Em que situações termina uma união de facto?
O regime de união de facto deixa de vigorar aquando das seguintes ocorrências:
Se alguma das pessoas assim expressar a intenção de terminar a união;
Na eventualidade de uma das pessoas se casar legalmente;
Caso um dos unidos de facto falecer.
Deverá ser entregue uma declaração, sob compromisso de honra, que explicite o fim da união, de forma a oficializar este ato.

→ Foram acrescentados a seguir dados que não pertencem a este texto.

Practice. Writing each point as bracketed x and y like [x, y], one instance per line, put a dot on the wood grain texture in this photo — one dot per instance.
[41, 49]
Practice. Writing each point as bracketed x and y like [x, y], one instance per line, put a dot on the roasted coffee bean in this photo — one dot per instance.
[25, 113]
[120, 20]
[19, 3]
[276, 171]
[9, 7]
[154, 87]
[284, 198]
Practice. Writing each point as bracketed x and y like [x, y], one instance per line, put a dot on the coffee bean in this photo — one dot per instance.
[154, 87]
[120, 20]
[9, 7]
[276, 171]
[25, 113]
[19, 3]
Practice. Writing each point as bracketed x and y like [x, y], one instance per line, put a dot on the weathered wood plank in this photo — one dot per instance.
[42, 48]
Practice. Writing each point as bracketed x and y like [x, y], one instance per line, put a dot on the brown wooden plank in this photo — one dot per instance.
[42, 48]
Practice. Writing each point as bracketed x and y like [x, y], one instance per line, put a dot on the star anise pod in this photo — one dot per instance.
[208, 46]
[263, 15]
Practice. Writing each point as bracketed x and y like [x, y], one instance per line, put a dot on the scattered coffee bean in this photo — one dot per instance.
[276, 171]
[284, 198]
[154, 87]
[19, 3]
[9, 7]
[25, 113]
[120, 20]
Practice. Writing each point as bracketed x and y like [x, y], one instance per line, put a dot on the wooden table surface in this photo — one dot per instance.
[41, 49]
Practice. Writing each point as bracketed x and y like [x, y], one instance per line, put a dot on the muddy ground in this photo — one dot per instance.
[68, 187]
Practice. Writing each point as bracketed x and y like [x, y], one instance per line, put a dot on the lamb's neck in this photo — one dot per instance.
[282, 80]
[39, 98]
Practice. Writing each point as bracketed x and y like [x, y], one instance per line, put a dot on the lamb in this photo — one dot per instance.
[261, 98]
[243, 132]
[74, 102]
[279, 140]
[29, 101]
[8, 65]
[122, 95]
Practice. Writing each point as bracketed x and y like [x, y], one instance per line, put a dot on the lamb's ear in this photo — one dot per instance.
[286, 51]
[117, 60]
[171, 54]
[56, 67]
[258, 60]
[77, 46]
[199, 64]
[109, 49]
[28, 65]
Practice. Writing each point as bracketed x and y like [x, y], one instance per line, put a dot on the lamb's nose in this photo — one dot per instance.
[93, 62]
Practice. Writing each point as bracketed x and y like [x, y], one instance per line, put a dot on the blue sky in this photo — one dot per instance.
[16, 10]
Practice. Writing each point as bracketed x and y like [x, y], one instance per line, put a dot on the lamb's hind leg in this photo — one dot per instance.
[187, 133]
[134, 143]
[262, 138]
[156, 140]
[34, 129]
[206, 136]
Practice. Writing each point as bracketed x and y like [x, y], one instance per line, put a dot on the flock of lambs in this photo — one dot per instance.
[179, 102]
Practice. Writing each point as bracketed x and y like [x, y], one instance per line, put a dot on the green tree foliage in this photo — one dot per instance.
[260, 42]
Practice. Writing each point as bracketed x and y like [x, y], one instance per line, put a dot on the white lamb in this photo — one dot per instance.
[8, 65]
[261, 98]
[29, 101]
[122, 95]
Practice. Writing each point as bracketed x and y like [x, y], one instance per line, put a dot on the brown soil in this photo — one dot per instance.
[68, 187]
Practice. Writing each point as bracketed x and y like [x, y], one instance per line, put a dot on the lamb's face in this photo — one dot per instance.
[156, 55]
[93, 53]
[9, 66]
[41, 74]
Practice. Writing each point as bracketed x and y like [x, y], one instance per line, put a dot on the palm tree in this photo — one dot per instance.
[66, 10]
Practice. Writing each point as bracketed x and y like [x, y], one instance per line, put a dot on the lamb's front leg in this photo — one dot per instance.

Em conclusão, a união de facto tem realmente algumas semelhanças com a figura do casamento, mas, no entanto, apenas produz os mesmos direitos em matéria de salvaguarda da habitação e de assistência social. Cada vez mais pessoas vivem em união de facto (de acordo com os últimos Censos (2021) disponibilizados e conforme dados da PORDATA, são 1.008.604 portugueses), pelo que vale a pena conhecer todos os seus contornos legais.